Research standards

How Data Center Scope researches infrastructure.

The goal is not to produce the most confident-looking number. It is to produce the most defensible answer the available evidence supports — and make the assumptions visible enough for a reader to challenge it.

Last reviewed: August 22, 2026

Adam Williams

Articles and tools on Data Center Scope are published under the editorial name Adam Williams.

Adam's editorial focus is data center economics and infrastructure: construction budgets, colocation pricing, power, energy efficiency, cooling, high-density AI infrastructure, reliability and capacity planning.

Data Center Scope does not attribute engineering licenses, certifications, employment history or operating experience to Adam that has not been independently established. The publication's authority is instead built around documented evidence, transparent assumptions and calculations readers can reproduce.

Editorial questions, corrections and source suggestions can be sent to [email protected].

Research scope

Data Center Scope concentrates on questions where engineering design and economics intersect.

Economics

Cost per MW, construction budgets, operating costs and project timelines.

Colocation

Retail and wholesale pricing, committed power, ancillary charges, contract structure and TCO.

Power

Electricity cost, IT load, total facility demand, distribution and power availability.

Cooling

Air cooling, liquid cooling, heat rejection, water consumption and thermal density.

AI infrastructure

GPU rack power, high-density design and infrastructure cost implications.

1. Define the boundary before using the number

The first question is usually not “what does it cost?” but “what exactly does this cost include?”

Construction estimates may or may not contain land, utility interconnection, shell and core, electrical infrastructure, cooling plant, IT hardware or financing.
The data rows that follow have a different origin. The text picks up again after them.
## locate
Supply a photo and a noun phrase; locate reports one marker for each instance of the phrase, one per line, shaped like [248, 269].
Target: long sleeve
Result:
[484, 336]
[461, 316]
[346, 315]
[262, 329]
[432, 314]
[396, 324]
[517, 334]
Colocation prices may include electricity or bill it separately.

Figures with different boundaries are not treated as directly comparable simply because both are expressed in $/MW or $/kW.

2. Source hierarchy

Source selection depends on the claim being tested. Data Center Scope generally gives greater evidentiary weight to sources closer to the underlying data or engineering specification.

Primary data

Government statistics, utility information, regulations, standards and public datasets.

Technical documentation

Manufacturer specifications, engineering reference designs and original technical publications.

Specialist research

Established data center, construction, real estate and infrastructure research organizations.

Market evidence

Pricing datasets, operator disclosures, procurement evidence and documented project information.

Secondary sources

Used for context when useful, but not preferred over stronger evidence for material quantitative claims.

3. Cross-check material claims

When a number is central to an article, the source is checked against other credible evidence where practical.

Disagreement between sources is not automatically a problem. It can reveal different project boundaries, dates, markets, capacity sizes or design assumptions.

Editorial rule We do not average away a disagreement until we understand why the sources disagree.

4. Derived calculations must be reproducible

Data Center Scope frequently derives useful figures from published inputs rather than quoting a source verbatim.

Examples include converting MW into annual GWh, estimating the electricity impact of PUE, normalizing construction budgets to $/MW, or translating water-use effectiveness into annual gallons.

The assumptions required to reproduce a material derived result should be visible in the article or tool.

5. Calculator methodology

The Data Center Scope calculators are planning and comparison tools. They are not engineering designs, quotations or financial forecasts.

Default values are examples or documented reference points. User-controlled assumptions remain visible so the result can be recalculated for a different facility.

The current tools include the Colocation Cost Calculator and the PUE & Energy Cost Calculator.

6. Precision should match the evidence

Data center projects are highly site-specific. Climate, utility availability, redundancy, equipment lead times, procurement strategy, cooling architecture, density and contract structure can materially change the answer.

Where the evidence supports a range rather than a precise value, Data Center Scope prefers the range.

Apparent precision is not treated as higher-quality analysis.

7. Dates and market context matter

Construction markets, colocation capacity, electricity tariffs, hardware density and equipment lead times can move quickly.

Time-sensitive figures are therefore attached to the relevant period wherever possible rather than presented as permanent facts.

8. Corrections and material updates

If a calculation is wrong, a source was interpreted incorrectly, or stronger evidence materially changes the conclusion, the page should be corrected.

Minor copy edits do not necessarily require a visible correction notice. A change that materially alters a conclusion, calculation or important factual statement should be handled transparently.

Send correction requests to [email protected].

9. Advertising and editorial independence

Advertising can support Data Center Scope financially, but it does not determine which companies are mentioned, which benchmarks are selected or what conclusion an article reaches.

Paid placement should not be presented as independent editorial analysis. If sponsored material is ever published, it should be clearly distinguished from ordinary editorial content.

10. What Data Center Scope is not

Published material is general research and educational information. It is not a substitute for project-specific engineering, procurement, tax, legal, investment or utility advice.

A real project should be evaluated using its own technical design, utility terms, contractual requirements and local conditions.